Suggestions for SPEAKER

Home » Suggestions for SPEAKER

Notes about the plugin SPEAKER for Text-To-Speech conversion. These are based on versions 3.4.2 and 3.4.4. This page will soon be updated to version 4.0.x.

Dated 9 January 2023, updated 13 February
Bernard Bel

1) TRACE FILE

I added 3 patches (referenced as "Patch nnnn Bernard Bel" etc.) to the code in "SpeakerCaster.php" sent to the technical team. The aim is to produce a trace file — for example "post-10938.txt" — located in the uploads/speaker folder:

https://lebonheurestpossible.org/wp-content/uploads/speaker/post-10938.txt

For the time being, I read these files via FTP and a code editor.

➡ A suggestion is to display a link to the trace file in your plugin after the production of a vocal transcription.

As indicated by the "a" option in fopen(), the "post-*.txt" file is produced incrementally. Therefore, it must be deleted before starting a conversion. This is achieved by patch 4, which also deletes any "post-10938-WARNING.txt" file created in the previous attempt. In addition, patch 4 deletes all "tmp-*.mp3" files which remain in the folder in case the production failed due to a time-out (see point 5).

In case the conversion fails — "error 3" displayed by the plugin (see point 4) —, the last part of "post-10938.txt" is the one which caused the process to fail. This makes it easy to identify errors caused by inappropriate regex rules.

2) ERROR 503

I haven't been able to explain the origin of the "error 503" alert displayed (on my installation) when processing a long text. In fact, this alert is meaningless because the process goes on (and generally succeeds) even if the "OK" button has not been clicked.

The alert shows up after approximately 1 minute — therefore, on long posts. Note that it does not appear in batch processing.

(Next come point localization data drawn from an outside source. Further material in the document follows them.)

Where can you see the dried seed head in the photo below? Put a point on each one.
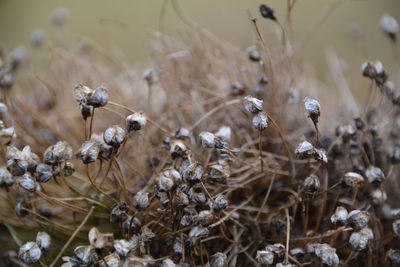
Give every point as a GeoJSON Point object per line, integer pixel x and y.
{"type": "Point", "coordinates": [43, 240]}
{"type": "Point", "coordinates": [396, 227]}
{"type": "Point", "coordinates": [378, 196]}
{"type": "Point", "coordinates": [375, 175]}
{"type": "Point", "coordinates": [389, 26]}
{"type": "Point", "coordinates": [58, 153]}
{"type": "Point", "coordinates": [313, 108]}
{"type": "Point", "coordinates": [265, 257]}
{"type": "Point", "coordinates": [352, 179]}
{"type": "Point", "coordinates": [311, 184]}
{"type": "Point", "coordinates": [359, 240]}
{"type": "Point", "coordinates": [219, 260]}
{"type": "Point", "coordinates": [357, 219]}
{"type": "Point", "coordinates": [86, 254]}
{"type": "Point", "coordinates": [88, 152]}
{"type": "Point", "coordinates": [135, 122]}
{"type": "Point", "coordinates": [267, 12]}
{"type": "Point", "coordinates": [141, 200]}
{"type": "Point", "coordinates": [43, 173]}
{"type": "Point", "coordinates": [260, 121]}
{"type": "Point", "coordinates": [207, 139]}
{"type": "Point", "coordinates": [220, 203]}
{"type": "Point", "coordinates": [340, 216]}
{"type": "Point", "coordinates": [114, 136]}
{"type": "Point", "coordinates": [6, 179]}
{"type": "Point", "coordinates": [252, 104]}
{"type": "Point", "coordinates": [193, 173]}
{"type": "Point", "coordinates": [29, 253]}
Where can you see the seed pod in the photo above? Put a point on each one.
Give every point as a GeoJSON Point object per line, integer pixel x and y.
{"type": "Point", "coordinates": [389, 26]}
{"type": "Point", "coordinates": [219, 260]}
{"type": "Point", "coordinates": [260, 121]}
{"type": "Point", "coordinates": [88, 152]}
{"type": "Point", "coordinates": [357, 219]}
{"type": "Point", "coordinates": [98, 97]}
{"type": "Point", "coordinates": [265, 257]}
{"type": "Point", "coordinates": [86, 254]}
{"type": "Point", "coordinates": [313, 108]}
{"type": "Point", "coordinates": [220, 203]}
{"type": "Point", "coordinates": [352, 179]}
{"type": "Point", "coordinates": [207, 139]}
{"type": "Point", "coordinates": [29, 253]}
{"type": "Point", "coordinates": [43, 240]}
{"type": "Point", "coordinates": [205, 217]}
{"type": "Point", "coordinates": [43, 173]}
{"type": "Point", "coordinates": [6, 179]}
{"type": "Point", "coordinates": [135, 122]}
{"type": "Point", "coordinates": [340, 216]}
{"type": "Point", "coordinates": [114, 136]}
{"type": "Point", "coordinates": [252, 104]}
{"type": "Point", "coordinates": [396, 227]}
{"type": "Point", "coordinates": [311, 184]}
{"type": "Point", "coordinates": [58, 153]}
{"type": "Point", "coordinates": [267, 12]}
{"type": "Point", "coordinates": [375, 175]}
{"type": "Point", "coordinates": [193, 173]}
{"type": "Point", "coordinates": [141, 200]}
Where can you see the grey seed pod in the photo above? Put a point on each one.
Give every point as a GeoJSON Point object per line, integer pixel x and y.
{"type": "Point", "coordinates": [88, 152]}
{"type": "Point", "coordinates": [135, 122]}
{"type": "Point", "coordinates": [375, 175]}
{"type": "Point", "coordinates": [119, 213]}
{"type": "Point", "coordinates": [357, 219]}
{"type": "Point", "coordinates": [26, 184]}
{"type": "Point", "coordinates": [252, 104]}
{"type": "Point", "coordinates": [111, 260]}
{"type": "Point", "coordinates": [141, 200]}
{"type": "Point", "coordinates": [313, 108]}
{"type": "Point", "coordinates": [260, 121]}
{"type": "Point", "coordinates": [86, 254]}
{"type": "Point", "coordinates": [327, 255]}
{"type": "Point", "coordinates": [220, 203]}
{"type": "Point", "coordinates": [43, 173]}
{"type": "Point", "coordinates": [168, 263]}
{"type": "Point", "coordinates": [219, 260]}
{"type": "Point", "coordinates": [340, 216]}
{"type": "Point", "coordinates": [114, 136]}
{"type": "Point", "coordinates": [352, 179]}
{"type": "Point", "coordinates": [98, 97]}
{"type": "Point", "coordinates": [396, 227]}
{"type": "Point", "coordinates": [390, 26]}
{"type": "Point", "coordinates": [6, 179]}
{"type": "Point", "coordinates": [58, 153]}
{"type": "Point", "coordinates": [393, 257]}
{"type": "Point", "coordinates": [219, 173]}
{"type": "Point", "coordinates": [304, 150]}
{"type": "Point", "coordinates": [43, 240]}
{"type": "Point", "coordinates": [265, 257]}
{"type": "Point", "coordinates": [207, 139]}
{"type": "Point", "coordinates": [29, 253]}
{"type": "Point", "coordinates": [177, 148]}
{"type": "Point", "coordinates": [311, 184]}
{"type": "Point", "coordinates": [193, 173]}
{"type": "Point", "coordinates": [205, 217]}
{"type": "Point", "coordinates": [378, 196]}
{"type": "Point", "coordinates": [225, 133]}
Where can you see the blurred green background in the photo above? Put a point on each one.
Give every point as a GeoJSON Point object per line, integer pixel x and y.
{"type": "Point", "coordinates": [124, 25]}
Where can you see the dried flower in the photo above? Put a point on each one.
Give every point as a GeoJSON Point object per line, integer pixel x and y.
{"type": "Point", "coordinates": [340, 216]}
{"type": "Point", "coordinates": [29, 253]}
{"type": "Point", "coordinates": [252, 104]}
{"type": "Point", "coordinates": [135, 122]}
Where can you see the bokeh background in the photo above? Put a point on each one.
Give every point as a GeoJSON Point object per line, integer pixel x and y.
{"type": "Point", "coordinates": [350, 27]}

In my (limited) experience of web design, error 503 may signal a PHP syntax error, or (more likely) an attempt to open an unreachable resource. For instance, calling "https://lebonheurestpossible.org/wp-admin/post.php?post=nnnn&action=edit" when "nnnn" is not the id of an existing post, displays an error 503.

3) SOFT HYPHENS

I struggled a very long time with regex rules that did not seem to work. For instance, by default, Google's French TTS pronounces "rebouteux" (bone-setter) as "raybouteu", which sounds utterly wrong. Yet, the rule:

/rebouteux/
rœbouteu

sometimes worked and sometimes didn't. Looking at the trace file, I discovered that "rebouteux" was (sometimes) converted to "rebouteux" or "rebouteux", so that the preceding rule would not apply.

I wrongly assumed that these "" (soft hyphens) had been inserted by SPEAKER. In reality, they are produced by some WordPress themes, and indeed plugins such as wp-Typography if line-breaking is activated. In any case, they should be erased before applying regex rules.

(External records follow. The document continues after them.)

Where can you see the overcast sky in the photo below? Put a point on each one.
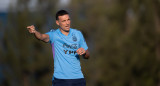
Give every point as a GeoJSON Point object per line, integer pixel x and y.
{"type": "Point", "coordinates": [4, 4]}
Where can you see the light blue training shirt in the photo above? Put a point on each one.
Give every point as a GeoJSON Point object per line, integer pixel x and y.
{"type": "Point", "coordinates": [66, 60]}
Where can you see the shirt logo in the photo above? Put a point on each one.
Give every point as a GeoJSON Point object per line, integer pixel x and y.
{"type": "Point", "coordinates": [74, 38]}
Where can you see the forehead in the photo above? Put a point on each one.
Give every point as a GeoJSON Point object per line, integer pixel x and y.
{"type": "Point", "coordinates": [63, 17]}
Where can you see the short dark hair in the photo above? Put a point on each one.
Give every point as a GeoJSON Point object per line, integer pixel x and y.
{"type": "Point", "coordinates": [61, 13]}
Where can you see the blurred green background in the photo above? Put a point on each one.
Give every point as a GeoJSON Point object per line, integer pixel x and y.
{"type": "Point", "coordinates": [123, 38]}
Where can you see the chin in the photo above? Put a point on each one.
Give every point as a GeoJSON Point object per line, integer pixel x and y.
{"type": "Point", "coordinates": [67, 29]}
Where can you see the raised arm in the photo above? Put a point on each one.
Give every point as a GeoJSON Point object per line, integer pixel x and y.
{"type": "Point", "coordinates": [38, 35]}
{"type": "Point", "coordinates": [83, 52]}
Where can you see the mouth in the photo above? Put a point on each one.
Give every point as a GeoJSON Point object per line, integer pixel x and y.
{"type": "Point", "coordinates": [67, 26]}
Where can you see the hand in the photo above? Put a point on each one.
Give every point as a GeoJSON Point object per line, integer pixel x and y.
{"type": "Point", "coordinates": [81, 51]}
{"type": "Point", "coordinates": [31, 29]}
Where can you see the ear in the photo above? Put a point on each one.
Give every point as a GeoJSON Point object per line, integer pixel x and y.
{"type": "Point", "coordinates": [57, 22]}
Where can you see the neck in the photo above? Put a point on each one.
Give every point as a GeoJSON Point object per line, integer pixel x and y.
{"type": "Point", "coordinates": [64, 32]}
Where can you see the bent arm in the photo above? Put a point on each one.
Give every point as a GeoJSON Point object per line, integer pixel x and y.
{"type": "Point", "coordinates": [86, 55]}
{"type": "Point", "coordinates": [42, 37]}
{"type": "Point", "coordinates": [38, 35]}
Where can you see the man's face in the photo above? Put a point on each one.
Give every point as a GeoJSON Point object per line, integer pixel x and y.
{"type": "Point", "coordinates": [64, 22]}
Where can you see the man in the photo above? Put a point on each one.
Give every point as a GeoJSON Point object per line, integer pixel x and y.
{"type": "Point", "coordinates": [67, 45]}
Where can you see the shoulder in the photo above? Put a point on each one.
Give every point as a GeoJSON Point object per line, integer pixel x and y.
{"type": "Point", "coordinates": [75, 31]}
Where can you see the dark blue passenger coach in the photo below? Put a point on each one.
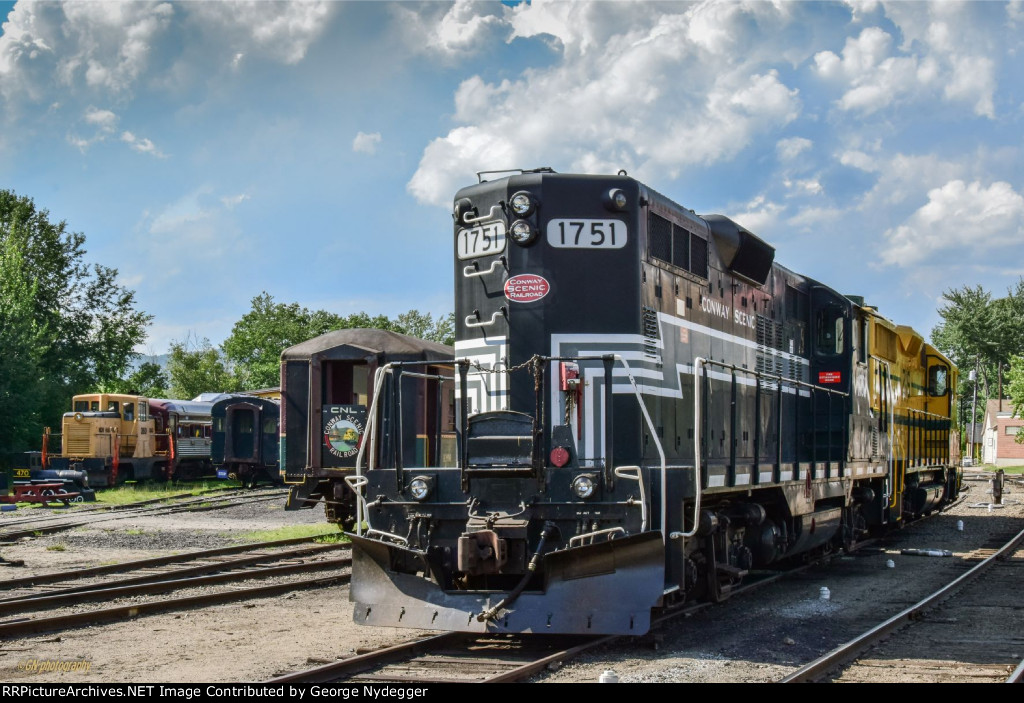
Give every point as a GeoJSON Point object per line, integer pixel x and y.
{"type": "Point", "coordinates": [245, 444]}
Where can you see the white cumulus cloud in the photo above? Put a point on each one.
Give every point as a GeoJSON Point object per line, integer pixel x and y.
{"type": "Point", "coordinates": [968, 220]}
{"type": "Point", "coordinates": [650, 100]}
{"type": "Point", "coordinates": [141, 144]}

➡ This issue has been solved in version 3.4.4.

4) ERROR 3

Earlier, I had experienced two cases of failure to produce the vocal transcription: "Error 3", and an apparent time-out on long posts. In many (yet not all) cases, replacing the "fr-FR-Neural2-D" voice with "fr-FR-Wavenet-E" would bypass this error. However, looking at the trace file revealed that, in most cases, this "error 3" was caused by garbage syntax produced by wrong (yet syntactically correct) regex rules. Looking at the end of the trace file (see point 1) after a defective production allowed me to notice syntax/rule problems and get rid of most "error 3" failures. This is the main reason for creating trace files (point 1).

Still, this issue remains open, since, in a few rare cases, I get an "error 3" alert even though the syntax of the last part of text seems perfectly correct. I haven't yet understood why this happens. In several cases, however, the "error 3" failure disappears when switching from a Neural2 voice to WaveNet or Standard.

Worse, a syntax error in any regex rule causes regex_content_replace() to crash, and even the previous MP3 file is deleted!

➡ This is a serious issue: the plugin should check (and display) error messages returned by preg_replace().

5) TIME-OUT

Ignoring "error 503" (point 2), sometimes the process is simply abandoned, which suggests a time-out without warning. In this case, we have an incomplete "post*.txt" trace file in the uploads/speaker folder, along with several "temp-post*.mp3" which have not been glued to create the final audio file, because their list is incomplete. This crowding of the uploads/speaker folder by failed "tmp" MP3 files is a serious problem.

This failure does not always occur in the same parts of text, which incites me to think it is merely a time-out problem. It occurs roughly after 3 minutes of process. I guess this is a time-out of the plugin's "session" with Google.

Setting to high values "set_time_limit()" in wp-config.php and/or "php_value max_execution_time" in htaccess did not change anything.

This is a matter of concern, because TTS on websites is used by visually-impaired people, plus readers wishing to listen to the posts on their smartphones while doing something else such as driving or walking. They don't mind listening to more than 1 hour of audio, as they usually do it with radio postcasts. The SPEAKER plugin (along with regex rules) produces a voice rendering which is fair enough for a long listening.

➡ We need a warning of this timed-out. For instance, look for "temp-post*.mp3", display an alert, and then erase them.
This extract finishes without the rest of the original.